Durante o sepultamento lindas palavras são ditas, umas em homenagem a VERDUGOoutras de conforto
a jovem viúva. Todos já tinham ido embora. Só ele e ela observam os coveiros
terminarem seu trabalho: -Vamos BESTILDE, já é tarde você
precisa comer e descansar. -Pode ir, eu vou de táxi. FOLOGÊNIO conhecia bem a irmã
para saber que não adiantava insistir. Sozinha ela se aproxima da lápide, tomando
cuidado para não pisar na terra ainda fofa, e inicia um monólogo: -Dez,
dez anos da minha vida esperando por esse momento. Dez anos esperando para me
ver livre de você. Não preciso mais abusar da maquiagem para disfarçar as
marcas, não preciso mais fingir felicidade para sua família e amigos nem
inventar desculpas para fugir do meu irmão e de suas perguntas de como vai
minha vida. Agora eu sou livre. MELHOR AINDA: LIVRE, JOVEM E RICA. Sabe o que é mais
irônico nisso tudo? você me mantinha presa, me vigiava e a menor suspeita de
que estava olhando para os lados me espancava, tudo isso por medo de ser
traído. Nunca que você, um machista orgulhoso iria permitir umas coisas dessas.
Mal sabia você que durante esse tempo todo, sua cama, que você fez questão de
importar, vem sendo o lugar onde sou mais feliz, o lugar onde a CHUPICLEIDE me faz sentir o
que você nunca foi capaz. Você não imagina o quanto rimos de você naquela cama.
Por que você acha que eu insisti tanto para trazê-la para trabalhar
em casa? Como queria ver sua cara agora. BESTILDE
ASSADA gargalhava histericamente: -Nojo, tudo que sinto por você é nojo. Numa
tentativa de chutar a lápide ela tropeça e derruba os óculos em cima da terra
fofa, tenta pegar e fica com o salto preso na terra, tentando se soltar se
desequilibra e fica agora com os dois pés presos e sente afundar ainda mais.
Grita por socorro, olha para os lados e não vê ninguém, desesperada começa a
cavar.
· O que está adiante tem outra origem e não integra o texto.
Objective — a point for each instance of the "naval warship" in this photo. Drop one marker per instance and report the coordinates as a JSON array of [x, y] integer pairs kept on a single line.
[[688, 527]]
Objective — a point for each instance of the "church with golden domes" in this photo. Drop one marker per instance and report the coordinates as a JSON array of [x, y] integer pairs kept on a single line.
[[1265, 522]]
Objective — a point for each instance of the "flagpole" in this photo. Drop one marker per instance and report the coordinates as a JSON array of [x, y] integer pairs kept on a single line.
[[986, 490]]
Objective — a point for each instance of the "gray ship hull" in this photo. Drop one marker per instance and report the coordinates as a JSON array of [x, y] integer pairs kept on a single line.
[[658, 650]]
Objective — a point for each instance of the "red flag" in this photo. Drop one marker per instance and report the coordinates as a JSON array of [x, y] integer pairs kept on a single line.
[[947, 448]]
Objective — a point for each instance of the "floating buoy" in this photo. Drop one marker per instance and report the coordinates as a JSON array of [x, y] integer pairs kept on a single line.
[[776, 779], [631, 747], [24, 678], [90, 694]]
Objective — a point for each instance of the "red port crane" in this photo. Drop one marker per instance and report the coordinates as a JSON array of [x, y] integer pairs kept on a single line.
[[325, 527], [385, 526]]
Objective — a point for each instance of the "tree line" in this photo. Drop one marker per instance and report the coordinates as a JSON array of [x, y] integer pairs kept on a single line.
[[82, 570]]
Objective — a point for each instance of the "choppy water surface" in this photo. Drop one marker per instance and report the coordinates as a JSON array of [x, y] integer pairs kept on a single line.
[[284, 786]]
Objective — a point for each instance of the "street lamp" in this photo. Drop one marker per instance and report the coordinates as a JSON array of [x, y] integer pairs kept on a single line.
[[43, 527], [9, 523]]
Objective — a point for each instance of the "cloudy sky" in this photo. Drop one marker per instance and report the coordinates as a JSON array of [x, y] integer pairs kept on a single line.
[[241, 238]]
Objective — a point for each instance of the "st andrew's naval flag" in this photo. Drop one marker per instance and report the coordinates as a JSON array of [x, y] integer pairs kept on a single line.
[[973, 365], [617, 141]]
E não percebe que está sendo observada
até ouvir o barulho da bengala. BESTILDE se levanta e vê um
idoso de terno todo branco em cima da lápide vizinha: -Por favor, me ajude.
Meus pés estão presos, chame alguém, por favor. O idoso sorri, mas o olhar é
frio, maldoso. Ela sente um arrepio pelo
corpo todo. –Por que ajuda menina? Você não precisa de ajuda. CHEGOU
A HORA DE PAGAR SUAS DÍVIDAS. BESTILDE
ASSADA
não tem tempo de perguntar do que
ele está falando, sente algo no tornozelo. Mãos sujas, geladas,
inchadas e com um anel de ouro cravejados de brilhantes e uma safira azul, a
está puxando. Em pânico ela se debate e grita por socorro:
-Não adianta gritar menina. Ninguém virá. -Não deixa ele me levar, por favor,
eu não fiz nada, eu não fiz naaadaaaaaaa. -Não fez nada? Hora menina, tente se
lembrar. –Por que eu o trai? Eu o trai, mas o que ele fez comigo por dez anos
foi castigo suficiente. Me tira daqui. BESTILDE já tem terra até
os joelhos. -Você acha mesmo que essa é minha preocupação? Quem traiu quem ou
porque alguém trair? Há minha menina, não, claro que não, isso é conversa para
comadres e eu tenho mais o que fazer. -Eu faço o que você quiser, dou o que
quiser, mas não me deixa morrer aqui, não deixa ele me levar. -Não há nada que
você possa fazer e a única coisa que poderia me dar já me pertence. -Pelo amor
de Deus, tenha misericórdia. O idoso fica ereto e larga a bengala, seus olhos
adquirem um tom vermelho, o vapor sai por todo o seu corpo e quando fala é como
se mil vozes falassem junto. -Não coloca o sujeito no meio. Quando em uma de
suas tórridas tardes de amor não foi a ele que você prometeu a sua alma. Já com
terra na altura dos seios ela chora desesperada. -Foi uma brincadeira, sem
querer, não falei por mal. -Devia ter cuidado com o que fala. Nunca se sabe
quem pode estar ouvindo. Aos poucos o idoso volta a sua frágil aparência. -Esse
foi um dos meus melhores negócio, você vendeu sua alma para ficar com sua doce CHUPICLEIDE e com todo o
dinheiro do seu marido e o teve por 48 horas... Mas teve e seu marido vendeu a
dele para passar a eternidade com você. Todos tivemos o que queríamos. Viu só?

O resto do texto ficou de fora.